後輩たちと写真に納まる小島和哉投手(中央)=昨年12月、鴻巣市立赤見台中学校

いろいろな職種のプロに

 会の終盤、「普通の人になりたいと思ったことは?」という男子生徒の問いに「今でも普通の人です」と答えた。その上で「将来、学校の先生や公務員、アイドル、お花屋さん…になる人がいるかもしれない。野球選手だから特別すごいことはなく、みんながなりたい職業のプロになってほしい」と思いを伝えた。

 1時間以上にも及んだ質問コーナーでは、中学生の立場に置き換えて分かりやすく例えたり、大縄跳びの回し役を務めた中学時代の話など砕けた質問にも笑顔を交えて答えた。生徒会長の渡辺朔斗さん(2年)は「夢をかなえた卒業生は憧れであり、誇らしく格好いい。
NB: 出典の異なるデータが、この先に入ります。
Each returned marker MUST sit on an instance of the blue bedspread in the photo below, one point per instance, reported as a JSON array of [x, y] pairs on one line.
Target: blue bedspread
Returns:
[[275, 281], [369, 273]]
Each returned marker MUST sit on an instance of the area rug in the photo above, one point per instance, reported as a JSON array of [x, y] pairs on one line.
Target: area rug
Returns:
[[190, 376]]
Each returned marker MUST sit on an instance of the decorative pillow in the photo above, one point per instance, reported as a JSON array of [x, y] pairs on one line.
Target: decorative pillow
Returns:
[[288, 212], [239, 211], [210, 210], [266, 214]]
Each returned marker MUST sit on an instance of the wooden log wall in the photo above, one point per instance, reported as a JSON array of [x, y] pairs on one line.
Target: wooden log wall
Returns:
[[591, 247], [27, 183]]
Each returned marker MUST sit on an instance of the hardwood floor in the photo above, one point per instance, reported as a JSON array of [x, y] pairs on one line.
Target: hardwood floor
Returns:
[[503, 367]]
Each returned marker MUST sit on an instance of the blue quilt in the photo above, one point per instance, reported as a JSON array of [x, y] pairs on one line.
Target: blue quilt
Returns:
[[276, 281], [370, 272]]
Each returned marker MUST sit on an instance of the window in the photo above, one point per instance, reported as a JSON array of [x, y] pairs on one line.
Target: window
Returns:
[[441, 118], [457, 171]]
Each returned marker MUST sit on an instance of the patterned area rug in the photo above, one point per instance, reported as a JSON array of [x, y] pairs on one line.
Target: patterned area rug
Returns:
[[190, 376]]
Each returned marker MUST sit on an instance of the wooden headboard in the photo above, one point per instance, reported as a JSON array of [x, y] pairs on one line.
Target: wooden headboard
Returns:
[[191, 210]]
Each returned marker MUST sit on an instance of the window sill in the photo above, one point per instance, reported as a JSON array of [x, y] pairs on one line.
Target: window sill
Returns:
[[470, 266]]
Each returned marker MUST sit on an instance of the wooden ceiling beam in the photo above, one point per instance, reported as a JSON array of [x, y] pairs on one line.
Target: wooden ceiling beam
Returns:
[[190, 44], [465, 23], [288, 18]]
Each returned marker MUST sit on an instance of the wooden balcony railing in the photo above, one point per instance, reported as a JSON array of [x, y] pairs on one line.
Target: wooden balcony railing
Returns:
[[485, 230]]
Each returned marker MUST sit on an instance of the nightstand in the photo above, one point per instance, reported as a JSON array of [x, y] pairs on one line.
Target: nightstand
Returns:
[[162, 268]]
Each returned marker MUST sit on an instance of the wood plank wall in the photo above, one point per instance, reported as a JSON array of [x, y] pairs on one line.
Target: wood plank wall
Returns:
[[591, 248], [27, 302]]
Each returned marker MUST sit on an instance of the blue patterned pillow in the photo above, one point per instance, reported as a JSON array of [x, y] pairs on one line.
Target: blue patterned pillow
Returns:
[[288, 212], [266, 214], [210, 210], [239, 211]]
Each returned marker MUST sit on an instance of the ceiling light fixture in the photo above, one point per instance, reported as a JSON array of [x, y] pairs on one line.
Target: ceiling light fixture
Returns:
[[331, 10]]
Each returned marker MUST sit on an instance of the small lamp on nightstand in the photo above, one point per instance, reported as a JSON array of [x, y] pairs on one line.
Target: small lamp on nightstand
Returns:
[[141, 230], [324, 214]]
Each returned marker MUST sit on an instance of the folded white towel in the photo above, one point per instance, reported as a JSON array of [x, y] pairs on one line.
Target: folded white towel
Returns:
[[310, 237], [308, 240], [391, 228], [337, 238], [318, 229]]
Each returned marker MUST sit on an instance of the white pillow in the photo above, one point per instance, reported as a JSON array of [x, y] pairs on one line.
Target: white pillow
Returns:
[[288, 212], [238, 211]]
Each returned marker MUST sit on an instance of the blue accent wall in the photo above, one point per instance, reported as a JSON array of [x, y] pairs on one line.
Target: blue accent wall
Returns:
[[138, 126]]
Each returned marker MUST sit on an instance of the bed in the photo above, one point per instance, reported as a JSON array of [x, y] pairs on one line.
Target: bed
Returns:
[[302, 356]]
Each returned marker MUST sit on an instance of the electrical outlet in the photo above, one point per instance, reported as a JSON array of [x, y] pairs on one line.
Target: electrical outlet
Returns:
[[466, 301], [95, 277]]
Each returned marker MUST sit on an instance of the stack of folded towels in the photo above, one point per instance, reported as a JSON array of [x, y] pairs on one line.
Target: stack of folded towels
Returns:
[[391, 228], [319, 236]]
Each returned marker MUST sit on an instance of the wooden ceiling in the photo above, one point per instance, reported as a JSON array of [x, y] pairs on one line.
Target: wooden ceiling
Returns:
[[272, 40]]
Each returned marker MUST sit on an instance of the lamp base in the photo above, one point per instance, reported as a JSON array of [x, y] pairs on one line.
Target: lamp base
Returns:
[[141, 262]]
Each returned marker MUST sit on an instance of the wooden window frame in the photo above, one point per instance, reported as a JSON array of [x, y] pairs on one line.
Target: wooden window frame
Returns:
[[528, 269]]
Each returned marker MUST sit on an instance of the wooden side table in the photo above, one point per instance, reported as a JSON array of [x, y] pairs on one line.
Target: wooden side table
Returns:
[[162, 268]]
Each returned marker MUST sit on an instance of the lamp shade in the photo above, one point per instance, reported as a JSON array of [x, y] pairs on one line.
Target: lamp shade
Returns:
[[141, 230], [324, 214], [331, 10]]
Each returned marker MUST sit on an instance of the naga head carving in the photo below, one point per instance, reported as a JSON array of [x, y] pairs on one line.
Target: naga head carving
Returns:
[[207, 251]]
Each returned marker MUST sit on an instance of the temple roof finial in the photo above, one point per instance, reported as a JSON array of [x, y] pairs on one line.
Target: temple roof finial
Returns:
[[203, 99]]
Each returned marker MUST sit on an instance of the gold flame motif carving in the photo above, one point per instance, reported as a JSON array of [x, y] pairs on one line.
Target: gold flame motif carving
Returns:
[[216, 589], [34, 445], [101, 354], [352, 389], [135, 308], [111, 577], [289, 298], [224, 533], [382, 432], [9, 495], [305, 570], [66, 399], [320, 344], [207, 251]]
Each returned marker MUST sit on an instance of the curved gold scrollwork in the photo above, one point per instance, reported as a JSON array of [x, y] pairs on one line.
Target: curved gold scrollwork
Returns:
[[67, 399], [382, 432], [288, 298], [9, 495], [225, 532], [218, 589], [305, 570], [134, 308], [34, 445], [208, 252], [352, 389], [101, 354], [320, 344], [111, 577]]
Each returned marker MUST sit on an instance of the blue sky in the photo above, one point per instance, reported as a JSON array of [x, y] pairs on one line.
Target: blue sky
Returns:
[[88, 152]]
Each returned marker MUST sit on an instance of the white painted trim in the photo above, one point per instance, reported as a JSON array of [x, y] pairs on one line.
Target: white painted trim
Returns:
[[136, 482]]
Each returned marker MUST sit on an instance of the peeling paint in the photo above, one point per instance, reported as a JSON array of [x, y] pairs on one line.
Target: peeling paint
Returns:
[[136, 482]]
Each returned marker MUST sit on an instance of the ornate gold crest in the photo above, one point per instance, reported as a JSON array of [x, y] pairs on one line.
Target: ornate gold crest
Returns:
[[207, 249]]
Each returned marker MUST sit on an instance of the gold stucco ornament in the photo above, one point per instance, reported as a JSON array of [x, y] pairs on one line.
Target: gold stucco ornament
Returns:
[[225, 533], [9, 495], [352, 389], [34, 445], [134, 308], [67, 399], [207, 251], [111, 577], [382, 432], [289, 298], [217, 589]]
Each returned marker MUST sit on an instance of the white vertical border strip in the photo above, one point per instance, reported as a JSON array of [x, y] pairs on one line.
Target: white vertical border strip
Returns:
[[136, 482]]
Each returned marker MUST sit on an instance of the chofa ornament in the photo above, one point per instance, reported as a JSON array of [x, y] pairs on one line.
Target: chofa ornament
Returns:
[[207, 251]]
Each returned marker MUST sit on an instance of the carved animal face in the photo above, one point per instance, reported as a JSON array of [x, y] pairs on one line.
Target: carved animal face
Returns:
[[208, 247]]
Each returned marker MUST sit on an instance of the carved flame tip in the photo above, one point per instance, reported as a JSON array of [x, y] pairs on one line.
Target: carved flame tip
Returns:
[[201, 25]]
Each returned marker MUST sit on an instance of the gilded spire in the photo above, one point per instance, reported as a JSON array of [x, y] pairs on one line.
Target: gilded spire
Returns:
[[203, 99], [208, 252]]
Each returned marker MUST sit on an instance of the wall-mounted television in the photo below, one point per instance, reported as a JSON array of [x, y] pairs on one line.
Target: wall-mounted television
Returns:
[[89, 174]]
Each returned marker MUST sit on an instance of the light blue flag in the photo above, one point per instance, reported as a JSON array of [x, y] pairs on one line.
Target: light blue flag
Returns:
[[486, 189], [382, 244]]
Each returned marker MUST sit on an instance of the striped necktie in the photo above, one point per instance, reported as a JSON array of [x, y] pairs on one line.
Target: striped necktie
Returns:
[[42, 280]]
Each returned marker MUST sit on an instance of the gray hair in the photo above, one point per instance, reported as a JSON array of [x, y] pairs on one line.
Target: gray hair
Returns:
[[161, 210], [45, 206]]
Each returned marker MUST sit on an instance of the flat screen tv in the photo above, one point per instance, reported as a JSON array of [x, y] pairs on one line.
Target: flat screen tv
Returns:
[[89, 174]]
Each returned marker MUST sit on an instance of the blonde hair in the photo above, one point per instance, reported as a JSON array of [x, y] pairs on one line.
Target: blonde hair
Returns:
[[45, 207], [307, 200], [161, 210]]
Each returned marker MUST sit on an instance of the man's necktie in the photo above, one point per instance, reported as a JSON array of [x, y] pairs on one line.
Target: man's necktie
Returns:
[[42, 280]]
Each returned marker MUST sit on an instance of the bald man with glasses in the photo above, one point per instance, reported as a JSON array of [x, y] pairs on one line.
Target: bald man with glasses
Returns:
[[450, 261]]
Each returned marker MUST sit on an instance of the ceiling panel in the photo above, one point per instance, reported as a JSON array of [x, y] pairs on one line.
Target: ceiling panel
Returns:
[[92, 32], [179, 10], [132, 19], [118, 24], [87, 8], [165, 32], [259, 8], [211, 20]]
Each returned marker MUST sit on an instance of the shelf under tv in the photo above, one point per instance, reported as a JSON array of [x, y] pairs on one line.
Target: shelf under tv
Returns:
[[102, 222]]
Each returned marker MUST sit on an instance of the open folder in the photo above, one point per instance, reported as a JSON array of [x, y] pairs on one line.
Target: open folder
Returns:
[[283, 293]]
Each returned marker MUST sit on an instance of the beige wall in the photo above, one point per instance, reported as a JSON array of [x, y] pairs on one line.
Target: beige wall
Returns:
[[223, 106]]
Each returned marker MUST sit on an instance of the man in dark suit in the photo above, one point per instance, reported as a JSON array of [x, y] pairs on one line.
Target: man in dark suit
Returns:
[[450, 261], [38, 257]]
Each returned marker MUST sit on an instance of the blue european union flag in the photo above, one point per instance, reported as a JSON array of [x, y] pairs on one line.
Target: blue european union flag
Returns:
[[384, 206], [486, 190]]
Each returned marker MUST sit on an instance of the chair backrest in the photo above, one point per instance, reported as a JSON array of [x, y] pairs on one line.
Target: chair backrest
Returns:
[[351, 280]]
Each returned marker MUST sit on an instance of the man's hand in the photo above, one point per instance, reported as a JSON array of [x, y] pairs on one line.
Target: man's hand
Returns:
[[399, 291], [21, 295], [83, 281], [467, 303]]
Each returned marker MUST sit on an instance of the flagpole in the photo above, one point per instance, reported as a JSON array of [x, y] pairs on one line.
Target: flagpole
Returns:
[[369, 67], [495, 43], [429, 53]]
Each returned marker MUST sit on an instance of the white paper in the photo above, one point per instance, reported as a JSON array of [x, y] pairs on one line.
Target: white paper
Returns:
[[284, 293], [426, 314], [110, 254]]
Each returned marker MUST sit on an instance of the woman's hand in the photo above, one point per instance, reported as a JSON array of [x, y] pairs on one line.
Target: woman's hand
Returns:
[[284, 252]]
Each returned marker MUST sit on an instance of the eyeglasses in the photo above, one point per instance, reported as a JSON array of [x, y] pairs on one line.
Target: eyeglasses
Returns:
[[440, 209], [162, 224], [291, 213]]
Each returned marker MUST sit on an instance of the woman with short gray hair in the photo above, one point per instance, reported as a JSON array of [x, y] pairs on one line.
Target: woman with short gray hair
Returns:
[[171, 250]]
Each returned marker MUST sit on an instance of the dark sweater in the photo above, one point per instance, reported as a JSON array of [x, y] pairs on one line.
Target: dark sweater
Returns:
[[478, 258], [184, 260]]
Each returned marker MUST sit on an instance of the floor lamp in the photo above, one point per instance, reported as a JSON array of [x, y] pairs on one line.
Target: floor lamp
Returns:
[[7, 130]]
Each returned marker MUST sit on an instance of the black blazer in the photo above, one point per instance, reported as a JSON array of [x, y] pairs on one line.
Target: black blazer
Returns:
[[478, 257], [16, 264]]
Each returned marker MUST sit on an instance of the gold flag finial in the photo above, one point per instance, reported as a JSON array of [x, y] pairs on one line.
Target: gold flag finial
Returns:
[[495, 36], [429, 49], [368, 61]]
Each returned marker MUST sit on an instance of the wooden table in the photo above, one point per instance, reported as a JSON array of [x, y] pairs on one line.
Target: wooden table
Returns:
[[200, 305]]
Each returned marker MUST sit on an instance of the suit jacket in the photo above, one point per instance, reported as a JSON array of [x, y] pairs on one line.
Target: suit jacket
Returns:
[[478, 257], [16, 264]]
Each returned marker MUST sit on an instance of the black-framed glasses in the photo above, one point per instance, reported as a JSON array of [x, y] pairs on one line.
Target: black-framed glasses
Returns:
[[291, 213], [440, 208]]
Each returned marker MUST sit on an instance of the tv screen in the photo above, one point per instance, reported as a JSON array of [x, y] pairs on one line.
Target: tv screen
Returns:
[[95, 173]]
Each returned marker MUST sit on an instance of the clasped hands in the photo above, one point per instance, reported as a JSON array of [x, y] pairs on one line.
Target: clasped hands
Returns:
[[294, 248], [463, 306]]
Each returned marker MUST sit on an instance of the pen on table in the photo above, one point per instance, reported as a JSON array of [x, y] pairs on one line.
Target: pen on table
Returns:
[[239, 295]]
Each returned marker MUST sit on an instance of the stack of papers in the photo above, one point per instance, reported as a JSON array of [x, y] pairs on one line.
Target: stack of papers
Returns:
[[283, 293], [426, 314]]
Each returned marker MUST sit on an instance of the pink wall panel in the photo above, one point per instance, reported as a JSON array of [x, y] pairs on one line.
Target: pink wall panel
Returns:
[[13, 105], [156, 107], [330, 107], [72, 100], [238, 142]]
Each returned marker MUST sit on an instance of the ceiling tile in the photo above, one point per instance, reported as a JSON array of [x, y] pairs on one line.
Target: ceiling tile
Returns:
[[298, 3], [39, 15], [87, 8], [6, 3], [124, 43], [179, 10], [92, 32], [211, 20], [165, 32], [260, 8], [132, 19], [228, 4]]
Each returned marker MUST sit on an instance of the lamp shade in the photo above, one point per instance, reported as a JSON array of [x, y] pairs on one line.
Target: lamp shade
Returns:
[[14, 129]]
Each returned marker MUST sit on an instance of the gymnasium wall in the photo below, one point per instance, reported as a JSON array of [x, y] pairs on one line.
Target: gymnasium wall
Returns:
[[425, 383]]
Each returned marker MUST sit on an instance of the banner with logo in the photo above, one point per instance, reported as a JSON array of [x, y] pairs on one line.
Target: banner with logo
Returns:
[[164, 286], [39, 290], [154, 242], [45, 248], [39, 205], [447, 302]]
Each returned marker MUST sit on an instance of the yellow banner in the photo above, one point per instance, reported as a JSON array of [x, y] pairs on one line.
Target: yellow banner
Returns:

今は勉強に全力で打ち込む」と目を輝かせ、赤見台中野球部エースの島村拓実さん(2年)は「努力が報われないこともあるが、その時の乗り越え方を参考にしたい」と決意を新たにした。

 小島投手は講演会後の取材に「真面目な質問が多くて、僕が中学生の時より大人っぽい」と笑みを浮かべ「人前でしゃべった責任はあるので、しっかり頑張りたい。気が引き締まりました」と力を込めた。